TC: You can easily switch from painting to collage to sculpture. Thus, you could easily be considered “undisciplined”, which for us means the freedom and versatility to cross disciplines and also not to stick to their strict rules. This is something that could also be seen as a very risky approach.
RH: If there is something negative about my practice it is that I might abandon things too easily before taking them to their proper level. But for me it is more interesting to keep playing instead of perfecting. Putting myself in new situations where I do make mistakes: my talent, if I have one, is making the most out of my mistakes. And this is the only way that I know how to work. It’s like keeping challenging myself and keeping myself interested, investigating. It may be risky but I just like the thrill of it.
 
TC: Are you thrilled by your sculptures?
RH: I am very happy with them. I find them sexy and kind of uncompromising.
 
TC: It is interesting to note that all artists have a totally different approach. There are artists who are obsessed with precision, and want to control everything.
RH: The first thing I learned within the first few days, is that clay has got limitations. If you do not use the limitations that any medium has, you wouldn’t have facture in painting.
 
TC: In order to change the medium, you have to be open enough to get involved in this experiment.  Do you think these sculptures still represent you?

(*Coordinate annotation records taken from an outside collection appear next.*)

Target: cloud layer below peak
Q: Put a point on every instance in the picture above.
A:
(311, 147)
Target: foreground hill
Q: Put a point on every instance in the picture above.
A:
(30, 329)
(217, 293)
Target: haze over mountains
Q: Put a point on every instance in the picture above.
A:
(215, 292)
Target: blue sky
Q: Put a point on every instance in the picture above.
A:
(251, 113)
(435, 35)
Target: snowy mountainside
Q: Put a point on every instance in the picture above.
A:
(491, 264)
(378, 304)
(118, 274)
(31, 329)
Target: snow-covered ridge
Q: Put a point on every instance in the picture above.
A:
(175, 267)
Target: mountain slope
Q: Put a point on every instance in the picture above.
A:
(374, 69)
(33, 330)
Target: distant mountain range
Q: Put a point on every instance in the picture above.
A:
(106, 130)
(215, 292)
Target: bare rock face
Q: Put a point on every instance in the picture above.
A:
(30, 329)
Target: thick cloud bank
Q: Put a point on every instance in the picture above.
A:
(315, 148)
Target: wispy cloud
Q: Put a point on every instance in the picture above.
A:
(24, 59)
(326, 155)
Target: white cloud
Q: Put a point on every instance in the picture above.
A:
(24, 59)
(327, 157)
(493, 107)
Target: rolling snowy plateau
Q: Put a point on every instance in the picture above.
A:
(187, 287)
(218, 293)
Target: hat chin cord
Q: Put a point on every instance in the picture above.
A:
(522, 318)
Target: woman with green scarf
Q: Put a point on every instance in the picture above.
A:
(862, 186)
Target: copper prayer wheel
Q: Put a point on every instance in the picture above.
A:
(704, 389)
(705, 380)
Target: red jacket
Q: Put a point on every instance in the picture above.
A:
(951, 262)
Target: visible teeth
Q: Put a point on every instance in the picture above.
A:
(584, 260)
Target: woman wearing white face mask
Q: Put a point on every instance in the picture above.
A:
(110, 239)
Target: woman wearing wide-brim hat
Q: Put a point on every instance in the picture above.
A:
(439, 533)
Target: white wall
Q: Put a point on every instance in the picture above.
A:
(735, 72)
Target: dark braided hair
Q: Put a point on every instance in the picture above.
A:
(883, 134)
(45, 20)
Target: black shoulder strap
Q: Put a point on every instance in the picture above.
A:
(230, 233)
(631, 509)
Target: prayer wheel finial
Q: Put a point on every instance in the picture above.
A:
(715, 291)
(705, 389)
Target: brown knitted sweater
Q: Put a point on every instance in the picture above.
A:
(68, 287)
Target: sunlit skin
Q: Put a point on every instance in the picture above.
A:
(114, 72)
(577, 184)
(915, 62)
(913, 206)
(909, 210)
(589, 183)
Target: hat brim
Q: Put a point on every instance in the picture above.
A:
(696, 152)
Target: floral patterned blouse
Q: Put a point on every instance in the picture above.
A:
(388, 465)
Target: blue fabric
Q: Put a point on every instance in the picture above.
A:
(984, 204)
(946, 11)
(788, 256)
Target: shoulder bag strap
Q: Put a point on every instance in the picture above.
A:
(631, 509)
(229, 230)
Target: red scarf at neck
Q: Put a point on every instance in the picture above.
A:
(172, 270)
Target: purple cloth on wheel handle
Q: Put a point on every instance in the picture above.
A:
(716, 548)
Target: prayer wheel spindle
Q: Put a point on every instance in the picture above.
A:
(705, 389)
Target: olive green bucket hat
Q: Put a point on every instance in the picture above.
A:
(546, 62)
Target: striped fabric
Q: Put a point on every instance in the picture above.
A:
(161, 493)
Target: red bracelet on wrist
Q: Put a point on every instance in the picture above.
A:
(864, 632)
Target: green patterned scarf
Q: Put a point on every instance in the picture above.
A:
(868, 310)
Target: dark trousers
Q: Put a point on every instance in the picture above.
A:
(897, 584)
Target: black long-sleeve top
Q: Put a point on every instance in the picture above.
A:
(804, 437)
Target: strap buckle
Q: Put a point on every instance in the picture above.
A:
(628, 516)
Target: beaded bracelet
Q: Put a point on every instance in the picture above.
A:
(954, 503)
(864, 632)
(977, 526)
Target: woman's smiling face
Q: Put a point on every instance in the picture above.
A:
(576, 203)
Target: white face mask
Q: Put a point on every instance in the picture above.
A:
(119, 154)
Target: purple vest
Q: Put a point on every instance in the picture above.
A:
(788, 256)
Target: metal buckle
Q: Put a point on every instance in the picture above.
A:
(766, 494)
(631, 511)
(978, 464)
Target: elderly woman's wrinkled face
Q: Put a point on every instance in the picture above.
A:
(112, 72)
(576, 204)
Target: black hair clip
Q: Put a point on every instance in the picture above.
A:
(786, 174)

RH: Those who only know me as a painter would not recognise them as mine.
 
TC: And would you recognise yourself?
RH: Yes, different aspects of myself. Sure. That’s what my work is always about. It is like having different interests that somehow induce different formats, as it happens when I make collages, for example, I just follow the interest until it starts to make something.
 
TC: We always found it very interesting to see how artists who usually work with different medias, say videos, rather then paintings or photographs, manage to translate their poetics in clay.
RH: I think that there is versatility across my career which is the positive way of looking at it. The not so positive way to look at it is complete inconsistency.

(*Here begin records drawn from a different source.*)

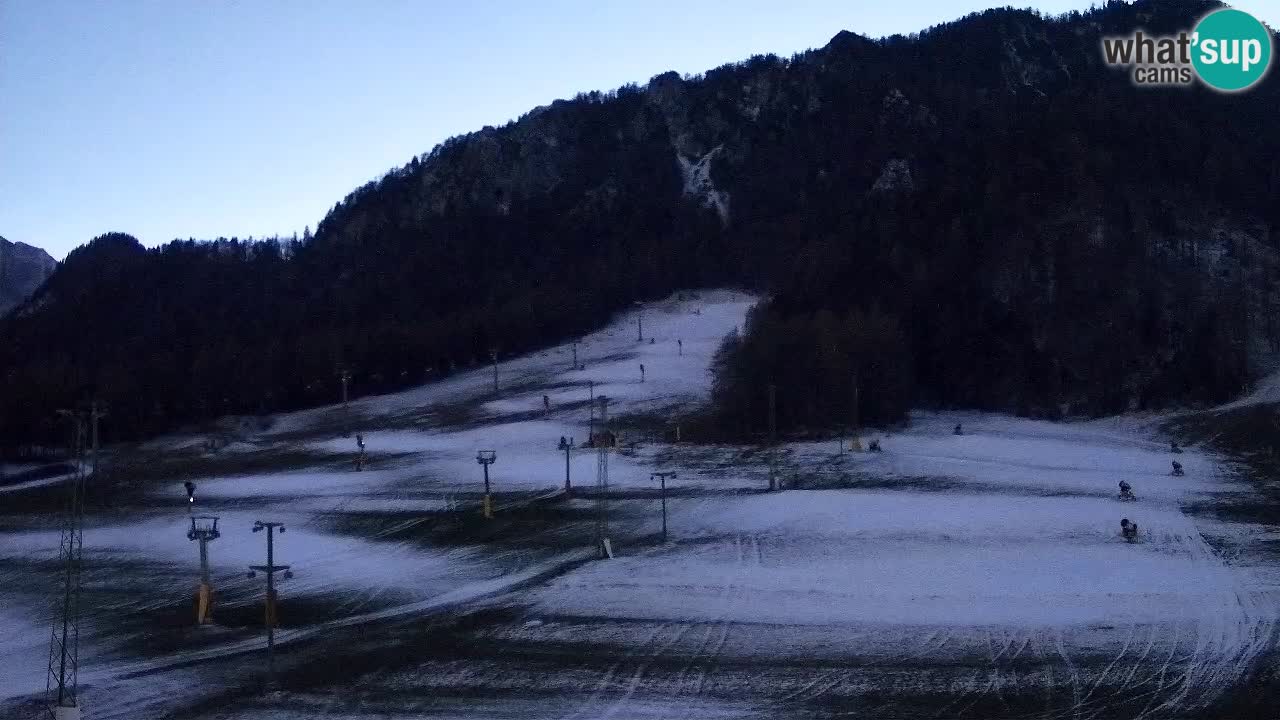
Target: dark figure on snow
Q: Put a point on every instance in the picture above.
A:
(1128, 529)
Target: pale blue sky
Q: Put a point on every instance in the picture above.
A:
(252, 118)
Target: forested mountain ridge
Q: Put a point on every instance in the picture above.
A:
(979, 215)
(22, 269)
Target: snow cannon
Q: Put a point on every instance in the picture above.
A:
(1129, 531)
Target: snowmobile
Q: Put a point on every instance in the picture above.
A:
(1128, 529)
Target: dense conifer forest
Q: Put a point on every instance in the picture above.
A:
(979, 215)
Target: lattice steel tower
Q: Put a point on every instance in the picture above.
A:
(63, 679)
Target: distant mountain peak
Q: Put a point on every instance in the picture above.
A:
(23, 268)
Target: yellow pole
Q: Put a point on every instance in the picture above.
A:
(204, 604)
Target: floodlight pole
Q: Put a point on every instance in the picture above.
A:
(270, 569)
(662, 478)
(346, 409)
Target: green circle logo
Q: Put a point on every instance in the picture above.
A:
(1232, 50)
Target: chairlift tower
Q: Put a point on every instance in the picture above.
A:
(487, 458)
(270, 569)
(344, 376)
(567, 447)
(603, 443)
(204, 528)
(63, 680)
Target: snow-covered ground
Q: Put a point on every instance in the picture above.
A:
(970, 575)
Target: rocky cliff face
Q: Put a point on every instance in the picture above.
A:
(22, 269)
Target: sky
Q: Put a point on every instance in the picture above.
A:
(229, 118)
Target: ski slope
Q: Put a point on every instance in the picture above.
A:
(950, 575)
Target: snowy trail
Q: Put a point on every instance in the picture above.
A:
(986, 568)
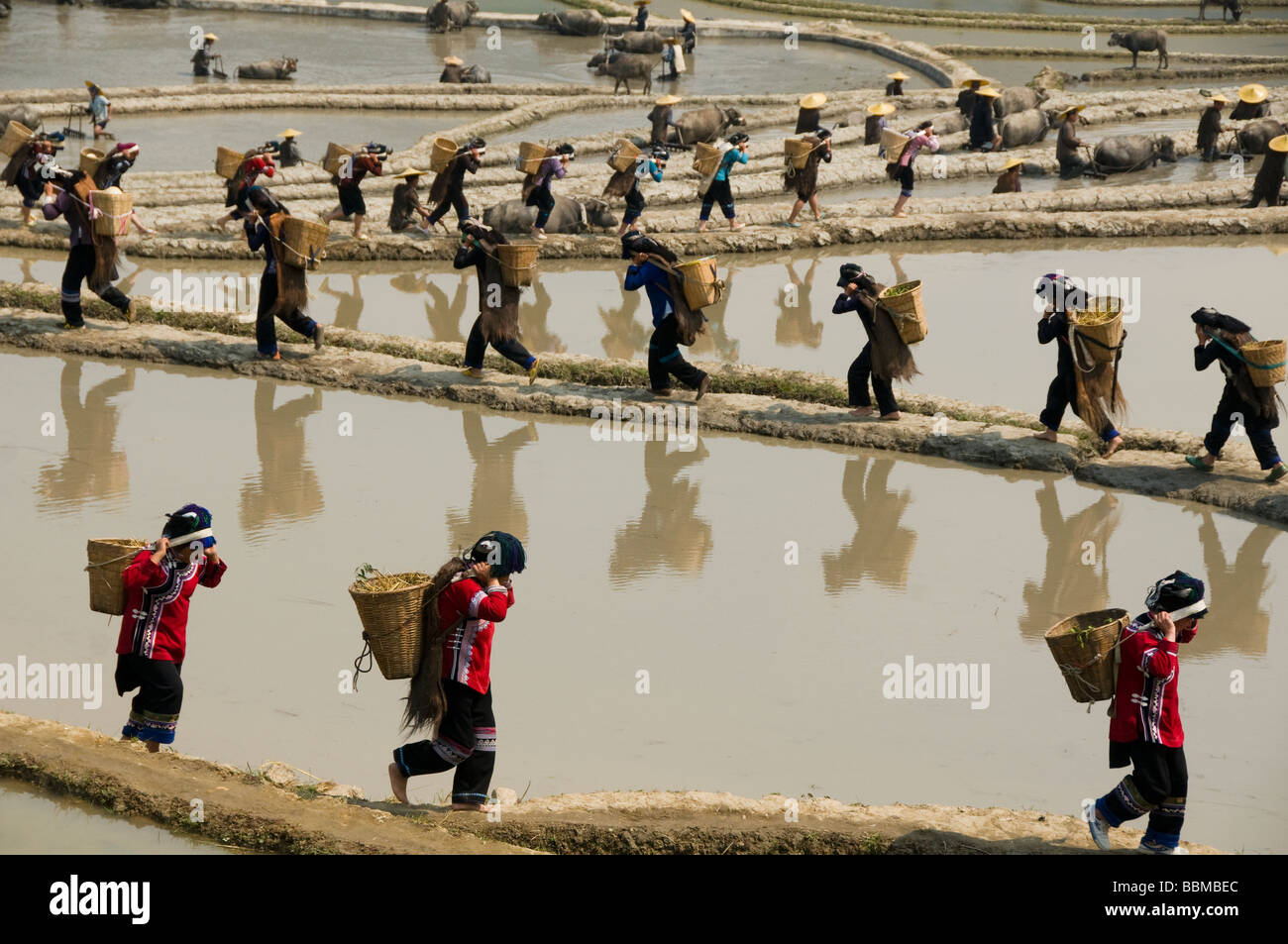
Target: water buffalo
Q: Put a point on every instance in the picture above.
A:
(1232, 5)
(450, 14)
(706, 124)
(575, 22)
(645, 42)
(465, 75)
(269, 68)
(625, 65)
(1022, 128)
(568, 217)
(1142, 42)
(1017, 98)
(1126, 153)
(1257, 133)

TC: I see that as curiosity.
RH: Absolutely. It is not that I get bored that easily. It’s more like I do research and then get inspired by it.
 
TC: How do you feel now about your sculptures?

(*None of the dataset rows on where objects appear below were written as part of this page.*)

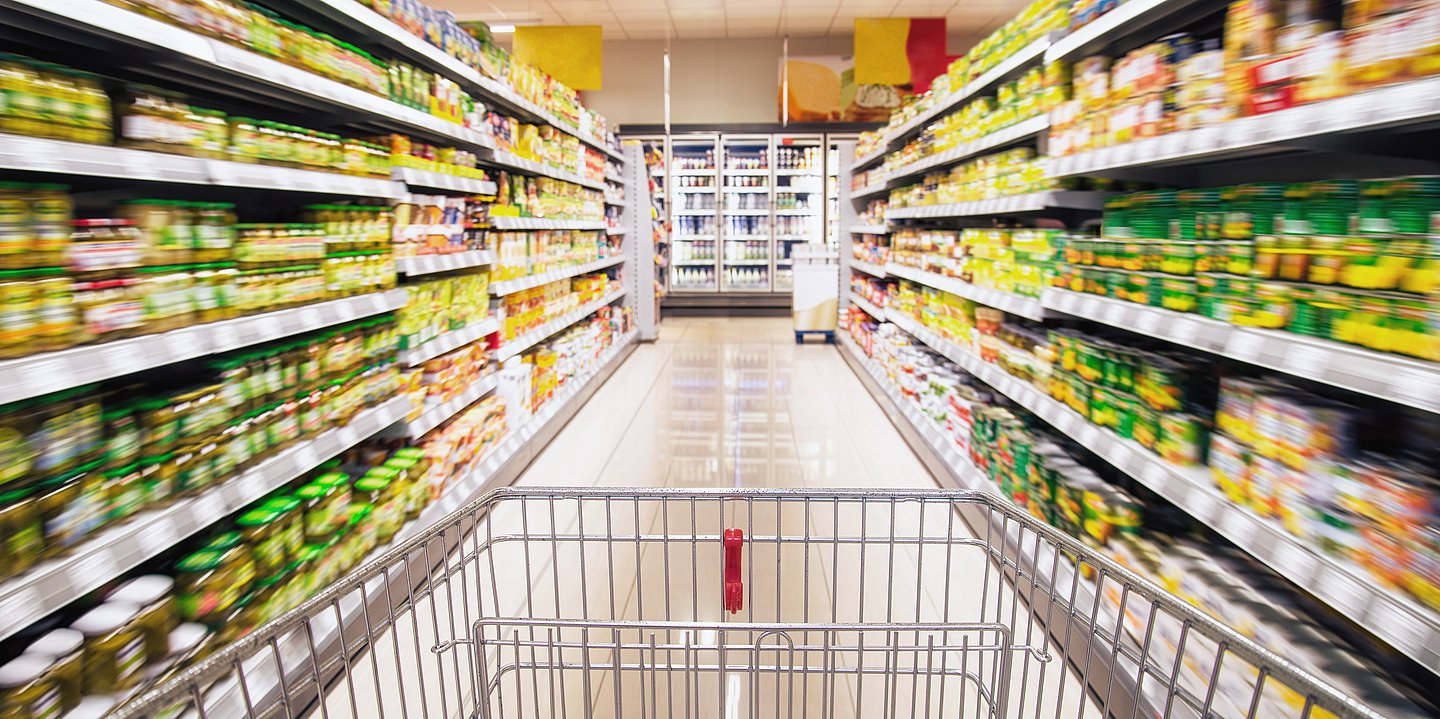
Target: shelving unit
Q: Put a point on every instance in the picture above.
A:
(1354, 136)
(526, 283)
(236, 79)
(48, 372)
(55, 584)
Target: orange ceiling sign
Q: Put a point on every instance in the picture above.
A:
(570, 54)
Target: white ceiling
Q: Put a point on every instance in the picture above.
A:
(697, 19)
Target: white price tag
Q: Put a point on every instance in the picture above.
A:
(1146, 322)
(208, 507)
(1295, 561)
(141, 166)
(1239, 528)
(19, 605)
(1244, 346)
(1201, 505)
(1306, 360)
(92, 568)
(160, 533)
(46, 375)
(1398, 626)
(1113, 313)
(124, 358)
(1344, 592)
(306, 456)
(1422, 385)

RH: They are connected to my original research on gender, on Greek and Roman sexualities and an idea of making a sculpture with a back side that’s really nice to look at. But they also have something about beauty and humour at the same time.
 
TC: Why humour?
RH: This was the original purpose of the Hermaphrodite sculptures from Greece; erotic representations induced laughter. I think my sculptures are playful that way, they are not too serious, but they could be kitschy, I suppose.



Text published in the catalogue of the 3rd Biennial of Ceramics in Contemporary Art “Undisciplined” , Attese, Albisola (Italy), 2006.